Lelouch: It makes sense, at least you have a comforting view of the city-
Alistair: No, as in, I'm literally underground. It's dark, down here, and it's incredibly difficult working on Gawain 2.0.
Lelouch: Wait, what?
Alistair: Look, I don't know what to call the damn thing.
Lelouch: You-? You have the Gawain?
Alistair: It took a big hit, when Kamine blew, and so did Jeremiah. I don't know where he is, though.
Lelouch: Yeah, that reminds me... What happened to Kamine?
Alistair: Oh, it's simple to find out. Just head over to its coordinates, and head about 20,000 leagues down.
Lelouch: (pauses) The explosions sank the island?!
Alistair: Yeah. That was new Civility tech. First, they had plasma cannons that could cut through the Earth's crust, now they've got explosives of that nature. If there's nothing else-
Lelouch: I've found the hideout of the guys that are watching me.

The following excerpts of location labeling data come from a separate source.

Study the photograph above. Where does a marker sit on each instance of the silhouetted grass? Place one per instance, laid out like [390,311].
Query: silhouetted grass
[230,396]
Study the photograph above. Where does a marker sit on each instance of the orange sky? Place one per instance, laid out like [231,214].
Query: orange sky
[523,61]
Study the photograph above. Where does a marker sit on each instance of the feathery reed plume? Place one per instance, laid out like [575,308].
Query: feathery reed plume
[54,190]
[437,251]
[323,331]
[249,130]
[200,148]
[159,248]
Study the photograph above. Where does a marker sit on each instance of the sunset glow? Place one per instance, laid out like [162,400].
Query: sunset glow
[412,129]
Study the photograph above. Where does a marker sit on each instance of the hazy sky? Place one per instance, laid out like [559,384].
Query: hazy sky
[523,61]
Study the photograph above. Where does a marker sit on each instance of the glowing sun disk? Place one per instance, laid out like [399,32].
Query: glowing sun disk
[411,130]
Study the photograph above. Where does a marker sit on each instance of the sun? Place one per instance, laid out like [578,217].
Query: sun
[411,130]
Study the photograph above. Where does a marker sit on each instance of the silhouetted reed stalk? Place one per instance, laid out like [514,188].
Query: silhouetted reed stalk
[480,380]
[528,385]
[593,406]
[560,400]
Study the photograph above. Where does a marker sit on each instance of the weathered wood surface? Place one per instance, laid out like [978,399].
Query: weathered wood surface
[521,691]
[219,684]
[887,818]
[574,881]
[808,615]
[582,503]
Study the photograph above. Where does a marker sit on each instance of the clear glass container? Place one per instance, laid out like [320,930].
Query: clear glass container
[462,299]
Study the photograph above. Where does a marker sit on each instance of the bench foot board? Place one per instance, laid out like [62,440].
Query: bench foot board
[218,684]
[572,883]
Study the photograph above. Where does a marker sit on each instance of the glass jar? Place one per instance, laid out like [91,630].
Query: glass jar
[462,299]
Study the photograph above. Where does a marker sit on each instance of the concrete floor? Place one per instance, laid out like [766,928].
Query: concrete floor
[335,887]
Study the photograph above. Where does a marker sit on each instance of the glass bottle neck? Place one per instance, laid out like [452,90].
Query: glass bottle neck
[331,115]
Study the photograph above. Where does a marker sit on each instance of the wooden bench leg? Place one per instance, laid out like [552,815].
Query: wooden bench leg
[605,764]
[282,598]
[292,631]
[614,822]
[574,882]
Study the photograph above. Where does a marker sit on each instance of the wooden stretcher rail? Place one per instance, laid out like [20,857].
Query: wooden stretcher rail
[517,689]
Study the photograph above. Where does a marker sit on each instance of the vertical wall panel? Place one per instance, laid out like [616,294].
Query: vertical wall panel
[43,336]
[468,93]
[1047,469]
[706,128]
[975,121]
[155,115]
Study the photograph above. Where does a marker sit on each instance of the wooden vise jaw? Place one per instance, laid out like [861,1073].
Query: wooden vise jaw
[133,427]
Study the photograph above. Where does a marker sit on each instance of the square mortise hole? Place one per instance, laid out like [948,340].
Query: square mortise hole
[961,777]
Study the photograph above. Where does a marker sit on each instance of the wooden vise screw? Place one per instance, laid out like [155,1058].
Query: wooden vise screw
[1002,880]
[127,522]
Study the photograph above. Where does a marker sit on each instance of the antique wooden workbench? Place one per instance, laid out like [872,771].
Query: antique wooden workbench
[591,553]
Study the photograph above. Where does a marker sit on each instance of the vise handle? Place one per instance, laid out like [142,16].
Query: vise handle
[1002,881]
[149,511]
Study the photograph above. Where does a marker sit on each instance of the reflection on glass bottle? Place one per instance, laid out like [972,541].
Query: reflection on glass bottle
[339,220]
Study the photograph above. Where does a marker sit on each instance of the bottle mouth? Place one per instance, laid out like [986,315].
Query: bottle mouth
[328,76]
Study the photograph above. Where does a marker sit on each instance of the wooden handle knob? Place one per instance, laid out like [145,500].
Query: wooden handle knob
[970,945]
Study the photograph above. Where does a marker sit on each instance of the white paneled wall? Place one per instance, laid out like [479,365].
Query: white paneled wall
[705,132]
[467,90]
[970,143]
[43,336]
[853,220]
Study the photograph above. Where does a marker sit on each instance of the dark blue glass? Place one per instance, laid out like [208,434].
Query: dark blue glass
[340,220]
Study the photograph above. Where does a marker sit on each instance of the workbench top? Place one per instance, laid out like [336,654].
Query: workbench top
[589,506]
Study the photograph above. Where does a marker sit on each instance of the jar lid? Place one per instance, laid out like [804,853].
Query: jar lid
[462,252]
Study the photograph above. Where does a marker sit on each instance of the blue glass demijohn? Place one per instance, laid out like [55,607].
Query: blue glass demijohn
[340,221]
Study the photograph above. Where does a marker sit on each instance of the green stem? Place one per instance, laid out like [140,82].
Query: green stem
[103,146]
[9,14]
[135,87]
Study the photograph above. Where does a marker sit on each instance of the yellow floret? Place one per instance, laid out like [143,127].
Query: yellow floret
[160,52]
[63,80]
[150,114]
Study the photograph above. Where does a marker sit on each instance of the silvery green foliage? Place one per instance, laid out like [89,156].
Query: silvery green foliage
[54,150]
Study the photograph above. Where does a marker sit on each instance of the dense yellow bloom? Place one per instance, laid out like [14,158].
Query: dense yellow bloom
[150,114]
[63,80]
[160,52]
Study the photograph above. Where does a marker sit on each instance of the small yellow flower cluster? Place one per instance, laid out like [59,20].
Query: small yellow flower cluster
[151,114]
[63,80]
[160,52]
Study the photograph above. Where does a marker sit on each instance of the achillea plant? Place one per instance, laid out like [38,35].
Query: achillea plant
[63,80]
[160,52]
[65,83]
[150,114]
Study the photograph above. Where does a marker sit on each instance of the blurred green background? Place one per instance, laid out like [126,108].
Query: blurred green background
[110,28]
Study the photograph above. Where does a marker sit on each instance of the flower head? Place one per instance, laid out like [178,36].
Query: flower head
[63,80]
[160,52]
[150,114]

Lelouch: They're at Ashford. I think they're past where Mao kidnapped Nunnally.
Alistair: Right. I'll check it out. Beats being down here. (hangs up)
Lelouch: Phew. (closes phone) This paranoia's gonna kill me.
10 minutes later, Alistair's left fist connects with a manhole cover, sending it flying into the air, and landing on the road. Alistair pulled himself out of the manhole, in his custom Ashford uniform, fixing his hat.
Alistair: There. Time to rid ourselves of some paranoia. Hm?
Alistair noticed Rolo quietly running towards one of the buildings.
Alistair: The hell's he going?
Alistair followed Rolo to the elevator that Suzaku and Lelouch took to rescue Nunnally, and saw him enter the elevator.
Alistair: Huh. This oughta be interesting.